Druga strona najwyraźniej stoi na stanowisku, że głos Bogusława Piotrowskiego w czasie obrad nie był decydującym dla podejmowania uchwał. Druga strona nie zgadzają się także z ostrymi sformułowaniami J. Kleszczewskiego wobec Bogusława Piotrowskiego (np. tymi dotyczącymi tego, że B. Piotrowski miałby się dopuścić oszusta).
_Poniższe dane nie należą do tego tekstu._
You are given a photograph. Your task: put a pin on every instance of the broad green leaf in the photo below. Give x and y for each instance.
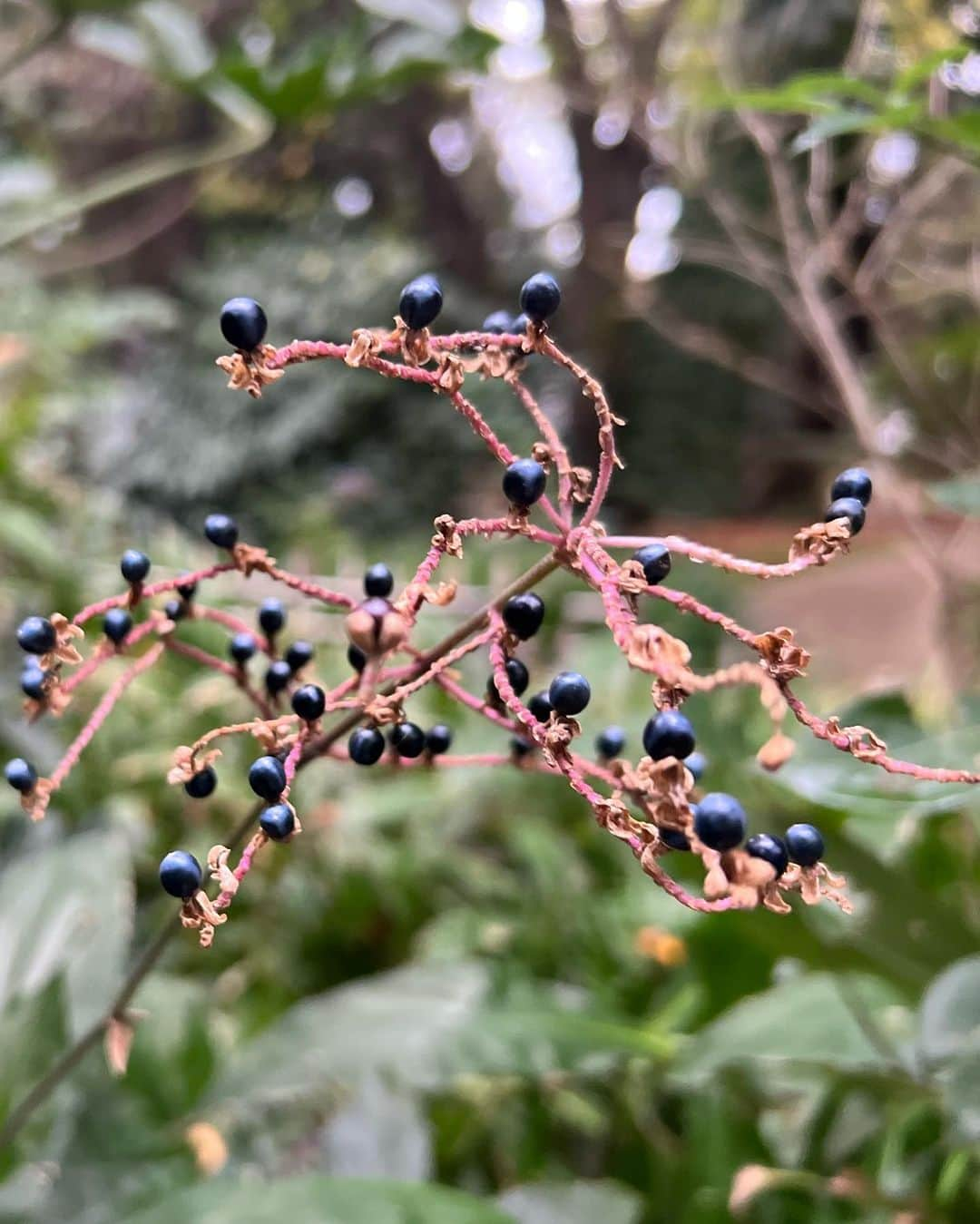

- Pan przewodniczący usiłuje zdjąć z siebie odpowiedzialność za zaistniałą sytuację. Był współautorem umowy koalicyjnej z PSLem w poprzedniej kadencji, sam nie potrafił wskazać kompetencji PO, które powinny wynikać z takiej umowy, czyli nic dla PO co wielokrotnie potwierdzał. Zupełnie niezrozumiałe było więc dla mnie, że pan przewodniczący po wyborach w których PO zdobyło 5 mandatów uparcie chciał oddać powiat PSLowi, który zdobył 2 mandaty.Moje stanowisko było takie - jako lider struktur Jarosław Kleszczewski powinien być starostą.Wielokrotne rozmowy prowadziły do tego samego - tylko PSL. Przyzwoitość o której pisze Pan Kleszczewski powinna kierować radnym przy realizacji programu wyborczego, a co realizuje pan Kleszczewski?? W dniu 19 listopada poinformowałem m.in Pana Kleszczewskiego, że rezygnuję z pracy w zarządzie w takiej konfiguracji oraz z kolejnych spotkań i rozmów. W dniu 20 listopada przyjąłem propozycję Pana prezydenta Konarskiego - Zawiercie OdNowa i Jego reprezentuję w Radzie Powiatu o czym 21 listopada poinformowałem Jarosława Kleszczewskiego. W związku z fałszywymi informacjami umieszczanymi przez pana Kleszczewskiego w różnych mediach kancelaria prawna wystąpiła w moim imieniu z wezwaniem o sprostowanie – napisał z kolei na portalu Facebook Bogusław Piotrowski (pisownia oryginalna).
SKŁAD RADY POWIATU ZAWIERCIAŃSKIEGO
W tej kadencji kadencji w skład Rady Powwiatu Zawierciańskiego weszło 23 radnych: Dariusz Bednarz, Małgorzata Benc, Tadeusz Czop, Andrzej Danecki, Stanisław Dąbrowa, Gabriel Dors, Karol Hadrych, Leszek Kalaga, Jarosław Kleszczewski, Barbara Kozioł, Barbara Laskowska, Małgorzata Machura, Maria Milejska, Teresa Mucha-Popiel, Grzegorz Piłka, Bogusław Piotrowski, Mariusz Piotrowski, Dorota Pytlik, Zbigniew Rok, Paweł Sokół, Andrzej Wilk, Marcin Wojciechowski oraz Krzysztof Wrona.